Lewis: The American “Healthcare” System

Timothy Lewis, Opinions Editor

A system that has long plagued the United States, and essentially the United States alone, is the for-profit healthcare system.  The United States has perhaps the best medical facilities in the known world, along with a plethora of highly-trained specialists and physicians at the ready.  However, the quality of care afforded by these top-of-the-line facilities and professionals is tightly locked behind the gate of private healthcare and soaring medical fees.  According to the World Health Organization, for example, the United States spends approximately $9,892 per capita on healthcare, owing to high insurance costs and extortionist hospital fees.

The effects of this pay-to-play healthcare system are evident in the United States’ rankings in various health categories.  For example, the United States ranked 37th in a ranking of national health systems; the U.S. also ranks 2nd in deaths due to heart disease, 12th in obesity, and 31st in overall life expectancy.  Why is it that the United States, despite by far spending the most on healthcare per person, lags far behind in the developed world?

The reason, as stated before, lies in the American system of private insurance and government relaxation of regulations.  After Obama’s presidency ended, the newly-empowered Republican immediately began to start repealing legislation enacted under him protecting middle- and lower-class Americans from exorbitant insurance costs.  For example, lawmaker Tom MacArthur sponsored an amendment to the Affordable Care Act allowing states to opt-out of providing insurance to children born with pre-existing conditions.  What kind of dystopian nightmare country is this?  People are literally seeking to kill children by refusing to give their parents the means to treat them.  It’s amazing how people are dying by the hundreds in hospital beds just because an insurance executive denied their claim; but hey, land of the free, am I right?

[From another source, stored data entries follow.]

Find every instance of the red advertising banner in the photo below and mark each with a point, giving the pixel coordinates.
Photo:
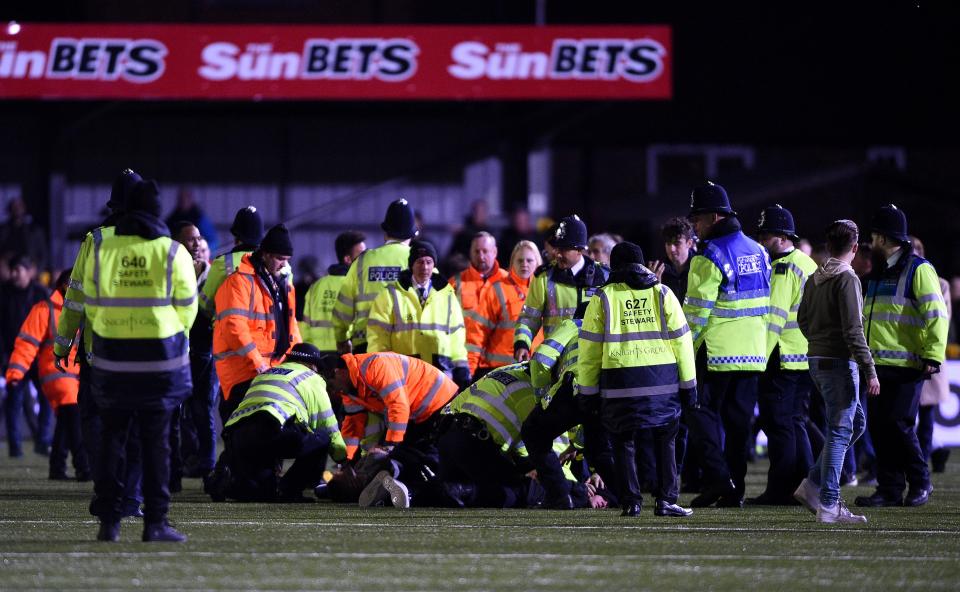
(109, 61)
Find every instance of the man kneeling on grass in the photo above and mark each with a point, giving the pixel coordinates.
(285, 414)
(830, 318)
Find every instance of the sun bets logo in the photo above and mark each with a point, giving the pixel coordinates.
(133, 60)
(637, 60)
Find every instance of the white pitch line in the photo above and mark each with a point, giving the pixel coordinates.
(799, 529)
(524, 556)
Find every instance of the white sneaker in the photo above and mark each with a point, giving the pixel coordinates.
(808, 495)
(399, 495)
(839, 514)
(375, 491)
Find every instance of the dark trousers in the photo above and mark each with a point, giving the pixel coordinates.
(565, 412)
(925, 421)
(229, 404)
(67, 439)
(469, 455)
(91, 435)
(199, 421)
(891, 420)
(663, 445)
(720, 428)
(153, 430)
(781, 418)
(255, 449)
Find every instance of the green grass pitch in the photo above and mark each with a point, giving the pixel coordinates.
(46, 542)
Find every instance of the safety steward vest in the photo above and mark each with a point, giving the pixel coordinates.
(491, 325)
(432, 331)
(35, 341)
(502, 400)
(220, 268)
(554, 297)
(790, 273)
(317, 324)
(370, 273)
(244, 336)
(140, 300)
(554, 358)
(401, 388)
(292, 391)
(728, 299)
(72, 315)
(636, 347)
(470, 285)
(906, 317)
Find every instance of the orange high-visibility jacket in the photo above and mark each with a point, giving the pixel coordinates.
(490, 326)
(244, 335)
(35, 340)
(402, 388)
(470, 285)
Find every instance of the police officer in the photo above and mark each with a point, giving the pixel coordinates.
(906, 328)
(285, 414)
(784, 387)
(558, 286)
(637, 353)
(140, 299)
(317, 325)
(369, 274)
(728, 297)
(419, 315)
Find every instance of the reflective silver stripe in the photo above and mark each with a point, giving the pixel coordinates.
(640, 391)
(428, 399)
(779, 312)
(895, 355)
(58, 376)
(28, 338)
(488, 419)
(396, 384)
(757, 311)
(142, 366)
(259, 316)
(171, 255)
(697, 302)
(237, 352)
(396, 426)
(897, 318)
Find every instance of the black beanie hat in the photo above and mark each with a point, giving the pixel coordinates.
(306, 353)
(277, 241)
(145, 197)
(625, 254)
(421, 249)
(248, 226)
(122, 186)
(399, 221)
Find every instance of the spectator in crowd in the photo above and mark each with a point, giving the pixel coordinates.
(20, 236)
(188, 210)
(17, 297)
(830, 319)
(490, 341)
(308, 272)
(936, 390)
(519, 229)
(599, 247)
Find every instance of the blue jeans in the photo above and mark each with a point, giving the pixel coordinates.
(838, 382)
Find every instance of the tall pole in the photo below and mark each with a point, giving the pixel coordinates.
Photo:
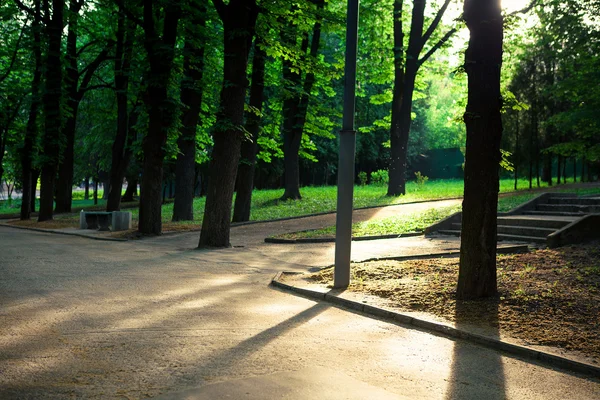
(343, 232)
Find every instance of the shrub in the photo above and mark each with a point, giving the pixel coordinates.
(380, 177)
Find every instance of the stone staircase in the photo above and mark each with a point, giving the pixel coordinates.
(551, 219)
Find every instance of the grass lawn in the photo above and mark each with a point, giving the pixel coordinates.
(267, 206)
(414, 222)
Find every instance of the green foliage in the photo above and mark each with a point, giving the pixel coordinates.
(380, 177)
(421, 179)
(362, 178)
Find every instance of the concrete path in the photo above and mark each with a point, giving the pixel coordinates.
(89, 319)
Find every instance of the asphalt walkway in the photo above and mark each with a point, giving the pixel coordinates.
(156, 317)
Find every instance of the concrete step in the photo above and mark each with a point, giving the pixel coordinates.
(525, 231)
(449, 232)
(520, 238)
(554, 213)
(514, 238)
(536, 221)
(574, 200)
(574, 208)
(517, 230)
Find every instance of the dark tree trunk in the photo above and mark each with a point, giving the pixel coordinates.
(160, 112)
(404, 85)
(547, 172)
(297, 111)
(87, 188)
(31, 132)
(52, 112)
(483, 61)
(247, 166)
(95, 191)
(121, 153)
(191, 98)
(517, 150)
(75, 92)
(64, 183)
(131, 189)
(35, 175)
(239, 19)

The obvious solution to this is, to me, nationalizing the healthcare industry.  People’s lives shouldn’t be something that executives and their cronies can profit off of at will; maybe it’s just me, but I find milking dying people for the last remains of their money to be a bit tacky, to say the least.  I think no one should be refused any kind of treatment based on their inability to pay, and that insurance providers should be unable to inconsistently approve or disapprove of claims; let that responsibility lie with a government panel of physicians or something.  The only people happy with the current healthcare system in the United States are the ultra-wealthy and the industry executives profiting off of it; it needs to stop.